- Developer: Rusty Lake
- Publisher: Rusty Lake
- Platforms: Android; iOS; macOS; Windows;
- Release: January 11, 2018
- Genre: Puzzle
- Mode: Single-player

= Rusty Lake Paradise =

2018 puzzle video game

Rusty Lake Paradise is a point-and-click adventure puzzle video game developed and published by Dutch studio Rusty Lake. It was published on January 11, 2018 on Steam and released for Windows, iOS, Android and macOS. It is the third of four official Rusty Lake games, and is centred around the Eilander family and the story of Mr. Owl in the late 18th century.

== Gameplay and plot ==
The game starts in 1796, when Jakob Eilander returning to a small, isolated island named Paradise to his family, after his mother had passed away.
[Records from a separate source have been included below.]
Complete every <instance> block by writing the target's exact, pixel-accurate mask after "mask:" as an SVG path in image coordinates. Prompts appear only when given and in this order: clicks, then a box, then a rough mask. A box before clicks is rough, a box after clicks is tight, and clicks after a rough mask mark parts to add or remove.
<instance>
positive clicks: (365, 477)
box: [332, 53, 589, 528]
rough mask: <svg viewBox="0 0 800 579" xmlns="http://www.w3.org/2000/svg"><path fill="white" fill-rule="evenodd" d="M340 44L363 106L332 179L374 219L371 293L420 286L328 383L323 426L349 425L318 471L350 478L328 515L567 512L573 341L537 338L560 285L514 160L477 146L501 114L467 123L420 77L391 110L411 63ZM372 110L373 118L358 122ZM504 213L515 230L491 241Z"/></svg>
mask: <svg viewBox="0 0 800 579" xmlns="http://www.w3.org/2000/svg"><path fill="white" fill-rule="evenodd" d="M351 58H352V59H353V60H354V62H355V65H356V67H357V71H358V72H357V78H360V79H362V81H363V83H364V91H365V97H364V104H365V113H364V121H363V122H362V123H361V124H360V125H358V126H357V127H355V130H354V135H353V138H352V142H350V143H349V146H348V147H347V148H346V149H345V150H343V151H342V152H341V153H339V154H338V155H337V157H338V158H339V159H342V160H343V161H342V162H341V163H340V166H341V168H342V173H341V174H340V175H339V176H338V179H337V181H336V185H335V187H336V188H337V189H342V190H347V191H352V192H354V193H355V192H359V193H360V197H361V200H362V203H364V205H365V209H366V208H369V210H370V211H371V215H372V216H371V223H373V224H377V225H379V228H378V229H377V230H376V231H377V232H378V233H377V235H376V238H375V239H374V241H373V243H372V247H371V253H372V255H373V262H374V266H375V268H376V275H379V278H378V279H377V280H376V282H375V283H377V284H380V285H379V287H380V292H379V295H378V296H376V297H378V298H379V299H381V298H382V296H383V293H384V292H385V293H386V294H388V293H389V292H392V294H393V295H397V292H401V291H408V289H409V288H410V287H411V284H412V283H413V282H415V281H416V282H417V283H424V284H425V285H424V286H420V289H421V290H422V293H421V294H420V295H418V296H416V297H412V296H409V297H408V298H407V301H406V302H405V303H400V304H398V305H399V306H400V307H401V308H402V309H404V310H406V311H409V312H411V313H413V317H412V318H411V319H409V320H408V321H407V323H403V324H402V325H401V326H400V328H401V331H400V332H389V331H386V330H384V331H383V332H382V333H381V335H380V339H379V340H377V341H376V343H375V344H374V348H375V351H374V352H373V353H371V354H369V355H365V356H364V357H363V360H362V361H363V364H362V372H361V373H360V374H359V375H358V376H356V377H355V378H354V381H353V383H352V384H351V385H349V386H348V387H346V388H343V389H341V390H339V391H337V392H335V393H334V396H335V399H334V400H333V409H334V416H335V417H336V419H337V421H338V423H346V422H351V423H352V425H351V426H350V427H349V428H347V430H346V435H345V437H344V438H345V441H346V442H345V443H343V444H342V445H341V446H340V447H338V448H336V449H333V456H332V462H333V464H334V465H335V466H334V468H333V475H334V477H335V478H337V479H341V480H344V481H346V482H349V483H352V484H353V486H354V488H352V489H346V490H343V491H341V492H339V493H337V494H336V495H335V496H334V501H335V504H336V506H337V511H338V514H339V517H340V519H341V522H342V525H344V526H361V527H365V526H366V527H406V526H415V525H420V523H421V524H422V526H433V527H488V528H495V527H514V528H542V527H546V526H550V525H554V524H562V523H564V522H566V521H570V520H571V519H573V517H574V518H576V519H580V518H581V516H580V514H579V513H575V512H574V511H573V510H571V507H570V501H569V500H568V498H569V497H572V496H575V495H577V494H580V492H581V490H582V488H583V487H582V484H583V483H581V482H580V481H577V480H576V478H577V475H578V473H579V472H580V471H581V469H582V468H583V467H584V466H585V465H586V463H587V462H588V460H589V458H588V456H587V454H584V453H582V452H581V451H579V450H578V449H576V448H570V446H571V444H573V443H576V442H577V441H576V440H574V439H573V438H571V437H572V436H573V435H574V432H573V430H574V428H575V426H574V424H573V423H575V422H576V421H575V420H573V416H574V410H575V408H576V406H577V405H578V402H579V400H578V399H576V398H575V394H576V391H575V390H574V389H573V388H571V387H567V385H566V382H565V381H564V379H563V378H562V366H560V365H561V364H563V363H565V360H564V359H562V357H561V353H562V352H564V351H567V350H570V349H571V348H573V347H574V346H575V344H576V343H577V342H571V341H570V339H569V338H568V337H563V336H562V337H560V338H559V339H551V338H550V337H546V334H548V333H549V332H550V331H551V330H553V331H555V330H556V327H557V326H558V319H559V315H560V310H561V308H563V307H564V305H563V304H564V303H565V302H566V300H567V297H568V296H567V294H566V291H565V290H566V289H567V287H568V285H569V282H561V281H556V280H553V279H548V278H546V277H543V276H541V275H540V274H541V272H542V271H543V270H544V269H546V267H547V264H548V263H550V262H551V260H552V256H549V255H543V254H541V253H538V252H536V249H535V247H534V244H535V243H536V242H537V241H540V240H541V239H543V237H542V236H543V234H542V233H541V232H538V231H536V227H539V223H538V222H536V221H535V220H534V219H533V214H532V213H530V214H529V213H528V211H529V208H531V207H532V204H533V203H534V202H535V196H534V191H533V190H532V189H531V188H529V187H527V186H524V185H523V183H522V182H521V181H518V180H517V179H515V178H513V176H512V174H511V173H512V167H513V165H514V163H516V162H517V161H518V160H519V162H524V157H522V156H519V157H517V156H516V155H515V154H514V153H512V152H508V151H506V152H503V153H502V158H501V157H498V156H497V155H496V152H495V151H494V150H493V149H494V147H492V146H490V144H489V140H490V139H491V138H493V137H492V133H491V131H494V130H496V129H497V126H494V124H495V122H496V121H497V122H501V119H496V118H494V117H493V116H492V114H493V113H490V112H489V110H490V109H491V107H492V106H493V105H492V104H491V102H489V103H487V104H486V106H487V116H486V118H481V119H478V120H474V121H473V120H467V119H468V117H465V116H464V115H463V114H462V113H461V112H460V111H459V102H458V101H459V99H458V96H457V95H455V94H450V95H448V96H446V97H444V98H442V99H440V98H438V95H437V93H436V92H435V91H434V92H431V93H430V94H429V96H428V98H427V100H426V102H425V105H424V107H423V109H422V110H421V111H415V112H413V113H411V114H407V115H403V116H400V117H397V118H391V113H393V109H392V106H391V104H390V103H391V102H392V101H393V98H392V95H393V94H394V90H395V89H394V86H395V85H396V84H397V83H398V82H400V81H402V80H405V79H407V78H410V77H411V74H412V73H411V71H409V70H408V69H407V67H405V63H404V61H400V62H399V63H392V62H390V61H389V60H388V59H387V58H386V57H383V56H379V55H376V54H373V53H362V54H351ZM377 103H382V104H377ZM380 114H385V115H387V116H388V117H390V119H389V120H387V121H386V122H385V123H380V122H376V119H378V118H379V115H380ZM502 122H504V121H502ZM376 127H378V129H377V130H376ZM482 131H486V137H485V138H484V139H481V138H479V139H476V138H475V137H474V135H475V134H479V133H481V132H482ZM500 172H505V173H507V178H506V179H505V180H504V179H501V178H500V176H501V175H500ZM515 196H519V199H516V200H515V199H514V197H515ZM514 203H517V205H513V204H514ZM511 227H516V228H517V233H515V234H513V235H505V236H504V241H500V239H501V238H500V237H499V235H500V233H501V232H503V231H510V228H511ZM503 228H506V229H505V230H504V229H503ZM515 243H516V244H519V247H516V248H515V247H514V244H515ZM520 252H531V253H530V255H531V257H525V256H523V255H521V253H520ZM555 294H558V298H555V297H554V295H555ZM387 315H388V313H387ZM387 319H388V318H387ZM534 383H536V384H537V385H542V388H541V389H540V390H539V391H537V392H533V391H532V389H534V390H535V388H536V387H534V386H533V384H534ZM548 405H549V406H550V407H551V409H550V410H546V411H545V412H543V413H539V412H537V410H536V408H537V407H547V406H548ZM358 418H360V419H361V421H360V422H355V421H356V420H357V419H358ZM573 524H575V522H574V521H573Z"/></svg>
After her mysterious death, the island is cursed with the biblical ten plagues of Egypt, which slowly come one after another - Water turns into Blood, Frogs, Gnats & Lice, Flies, Diseased Livestock, Boils, Hail, Locusts, Darkness and Death of the Firstborn. The player needs to survive the plagues and discover the truth behind the death of Jakob's mother Caroline Eilander, simultaneously taking part in strange family rituals in order to bring the plagues to a halt. Throughout the game, the ghost of Caroline will follow Jackob and guide him to retrieve her memories, ending the plagues.

== Reception ==
Like all other Rusty Lake games, Paradise has been described as "weird, creepy and gross" with lots of mystery and secrets. Reviewers noted the short length of the game, and level of bizarreness that even other Rusty Lake games do not posses.